Unless you are running a multi-user server, don't throw your money away.
Even there, they are a niche product. They are typically reserved for things like holding the journal of a filesystem RAID'd over several NAND-based enterprise SSDs or to hold the index for a distributed filesystem. Both write-heavy, high-IOPS tasks, where you don't need a ton of capacity.
Optane died because it did nearly nothing for Windows consumers PCs
Nah, I think consumer was very much a secondary market.

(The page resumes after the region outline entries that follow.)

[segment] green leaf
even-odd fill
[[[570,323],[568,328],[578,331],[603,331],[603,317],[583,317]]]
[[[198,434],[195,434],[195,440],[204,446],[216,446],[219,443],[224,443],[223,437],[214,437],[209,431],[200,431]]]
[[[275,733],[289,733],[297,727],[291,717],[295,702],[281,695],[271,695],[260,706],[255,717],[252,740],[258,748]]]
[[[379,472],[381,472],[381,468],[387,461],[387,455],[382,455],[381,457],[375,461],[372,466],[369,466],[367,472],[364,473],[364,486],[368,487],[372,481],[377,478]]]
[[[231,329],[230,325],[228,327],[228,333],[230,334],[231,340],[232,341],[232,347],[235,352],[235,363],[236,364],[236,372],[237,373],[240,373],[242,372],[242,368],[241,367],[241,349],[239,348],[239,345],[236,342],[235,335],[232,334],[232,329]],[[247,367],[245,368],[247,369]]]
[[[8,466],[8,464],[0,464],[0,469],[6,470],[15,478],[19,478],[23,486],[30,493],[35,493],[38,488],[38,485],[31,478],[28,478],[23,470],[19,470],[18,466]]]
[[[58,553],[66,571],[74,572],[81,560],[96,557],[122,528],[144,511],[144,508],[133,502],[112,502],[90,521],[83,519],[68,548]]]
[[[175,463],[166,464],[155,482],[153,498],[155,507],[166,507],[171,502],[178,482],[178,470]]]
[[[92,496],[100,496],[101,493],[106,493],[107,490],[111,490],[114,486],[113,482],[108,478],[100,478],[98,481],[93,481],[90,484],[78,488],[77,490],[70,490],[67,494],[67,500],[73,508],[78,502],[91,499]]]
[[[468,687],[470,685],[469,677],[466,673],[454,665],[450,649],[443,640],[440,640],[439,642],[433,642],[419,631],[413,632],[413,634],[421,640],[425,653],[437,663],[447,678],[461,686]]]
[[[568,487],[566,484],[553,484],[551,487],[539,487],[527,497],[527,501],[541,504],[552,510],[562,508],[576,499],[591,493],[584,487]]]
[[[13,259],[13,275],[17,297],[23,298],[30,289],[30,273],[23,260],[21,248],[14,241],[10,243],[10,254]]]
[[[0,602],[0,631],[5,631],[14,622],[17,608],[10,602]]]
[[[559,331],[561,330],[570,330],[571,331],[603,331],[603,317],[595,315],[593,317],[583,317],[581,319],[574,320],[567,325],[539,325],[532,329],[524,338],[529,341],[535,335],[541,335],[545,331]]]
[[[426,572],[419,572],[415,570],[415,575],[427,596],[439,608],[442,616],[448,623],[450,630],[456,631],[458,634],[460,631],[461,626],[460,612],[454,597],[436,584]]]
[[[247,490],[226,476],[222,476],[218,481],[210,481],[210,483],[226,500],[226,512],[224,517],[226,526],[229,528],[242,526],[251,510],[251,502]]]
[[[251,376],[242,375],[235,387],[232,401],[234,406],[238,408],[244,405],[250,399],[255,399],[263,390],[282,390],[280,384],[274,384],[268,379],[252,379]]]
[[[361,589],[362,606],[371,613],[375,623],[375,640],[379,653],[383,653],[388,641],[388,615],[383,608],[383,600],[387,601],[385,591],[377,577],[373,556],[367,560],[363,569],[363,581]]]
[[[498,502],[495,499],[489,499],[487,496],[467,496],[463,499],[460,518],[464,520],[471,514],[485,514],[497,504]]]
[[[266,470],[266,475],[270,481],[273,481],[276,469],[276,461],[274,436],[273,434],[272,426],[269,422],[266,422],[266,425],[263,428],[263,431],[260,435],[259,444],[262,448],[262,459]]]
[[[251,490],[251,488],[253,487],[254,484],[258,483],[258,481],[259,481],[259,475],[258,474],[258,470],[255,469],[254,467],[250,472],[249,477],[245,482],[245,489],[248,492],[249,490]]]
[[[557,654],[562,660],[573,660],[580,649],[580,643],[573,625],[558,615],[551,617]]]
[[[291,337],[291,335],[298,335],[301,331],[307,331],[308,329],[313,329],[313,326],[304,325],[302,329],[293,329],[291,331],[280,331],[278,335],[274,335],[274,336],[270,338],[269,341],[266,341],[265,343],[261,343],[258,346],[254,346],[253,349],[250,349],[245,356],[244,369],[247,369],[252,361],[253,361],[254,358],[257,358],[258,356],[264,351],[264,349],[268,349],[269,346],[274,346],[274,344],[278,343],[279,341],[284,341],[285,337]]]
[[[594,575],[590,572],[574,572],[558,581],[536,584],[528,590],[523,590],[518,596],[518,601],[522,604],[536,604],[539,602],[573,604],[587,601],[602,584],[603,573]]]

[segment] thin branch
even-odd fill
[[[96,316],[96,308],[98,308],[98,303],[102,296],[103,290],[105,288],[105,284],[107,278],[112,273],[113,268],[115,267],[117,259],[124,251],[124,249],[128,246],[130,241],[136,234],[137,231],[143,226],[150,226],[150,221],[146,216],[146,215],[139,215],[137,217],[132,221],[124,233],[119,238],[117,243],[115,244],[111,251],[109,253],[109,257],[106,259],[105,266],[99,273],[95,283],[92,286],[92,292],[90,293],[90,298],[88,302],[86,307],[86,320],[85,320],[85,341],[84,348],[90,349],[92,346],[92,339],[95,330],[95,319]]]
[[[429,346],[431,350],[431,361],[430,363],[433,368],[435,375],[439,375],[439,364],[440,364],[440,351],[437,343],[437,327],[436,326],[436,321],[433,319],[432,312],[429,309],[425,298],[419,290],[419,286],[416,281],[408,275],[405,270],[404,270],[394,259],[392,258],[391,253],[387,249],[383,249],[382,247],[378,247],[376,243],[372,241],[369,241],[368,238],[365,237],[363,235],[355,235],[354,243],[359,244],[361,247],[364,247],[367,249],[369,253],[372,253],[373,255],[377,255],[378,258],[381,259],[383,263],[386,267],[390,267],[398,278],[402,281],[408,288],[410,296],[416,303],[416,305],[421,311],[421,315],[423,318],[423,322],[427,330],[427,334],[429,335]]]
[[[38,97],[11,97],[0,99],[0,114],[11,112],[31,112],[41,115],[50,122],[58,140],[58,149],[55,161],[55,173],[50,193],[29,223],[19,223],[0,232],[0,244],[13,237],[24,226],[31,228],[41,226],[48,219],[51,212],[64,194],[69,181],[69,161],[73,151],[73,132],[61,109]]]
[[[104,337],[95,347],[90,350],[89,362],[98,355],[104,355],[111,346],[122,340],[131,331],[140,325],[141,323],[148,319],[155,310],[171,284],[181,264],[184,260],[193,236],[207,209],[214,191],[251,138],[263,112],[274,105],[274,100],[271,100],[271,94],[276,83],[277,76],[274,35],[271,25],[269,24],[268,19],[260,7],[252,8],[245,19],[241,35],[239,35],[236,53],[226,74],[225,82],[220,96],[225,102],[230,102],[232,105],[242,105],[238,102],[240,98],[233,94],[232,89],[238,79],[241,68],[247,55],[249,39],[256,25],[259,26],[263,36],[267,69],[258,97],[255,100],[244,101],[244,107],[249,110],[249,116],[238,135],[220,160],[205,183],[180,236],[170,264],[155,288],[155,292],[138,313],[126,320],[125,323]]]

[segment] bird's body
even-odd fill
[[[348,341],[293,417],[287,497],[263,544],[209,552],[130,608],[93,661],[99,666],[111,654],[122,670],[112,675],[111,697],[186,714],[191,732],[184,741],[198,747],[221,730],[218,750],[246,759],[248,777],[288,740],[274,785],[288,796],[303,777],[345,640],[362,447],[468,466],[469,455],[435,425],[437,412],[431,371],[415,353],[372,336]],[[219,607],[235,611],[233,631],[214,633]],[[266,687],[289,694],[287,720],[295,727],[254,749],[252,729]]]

They died because their capacity scaling is so bad that they'd even struggle to be price-competitive against DRAM-based, NAND-backed drives, which would smoke them on performance, where & when it counts.
The P5800X @ 800 GB launched somewhere around $2500, which works out to 0.32 GB/$. Current pricing on 64 GB DDR4 ECC RDIMMs is 0.44 GB/$ (provantage) or as high as 0.91 GB/$ (newegg). So, you could already pack a drive full of it + a battery (and optionally enough NAND to hold a snapshot of the DRAM) for less money. Okay, size and power might be a problem, for now - but, we've been promised die-stacked DDR5, enabling DIMMs with capacities up to 1 TB.
The other thing is, yeah Optane has crazy write endurance. However, to equal a 100 DPWD Optane SSD, you just need a NAND-based drive 10x as big that can manage 10 DWPD. And it'll be cheaper. Or, do the DRAM thing I mentioned and get like 1000 DWPD.
No matter how you look at it, Optane was out of rope. If you can't scale it, the economics just don't work.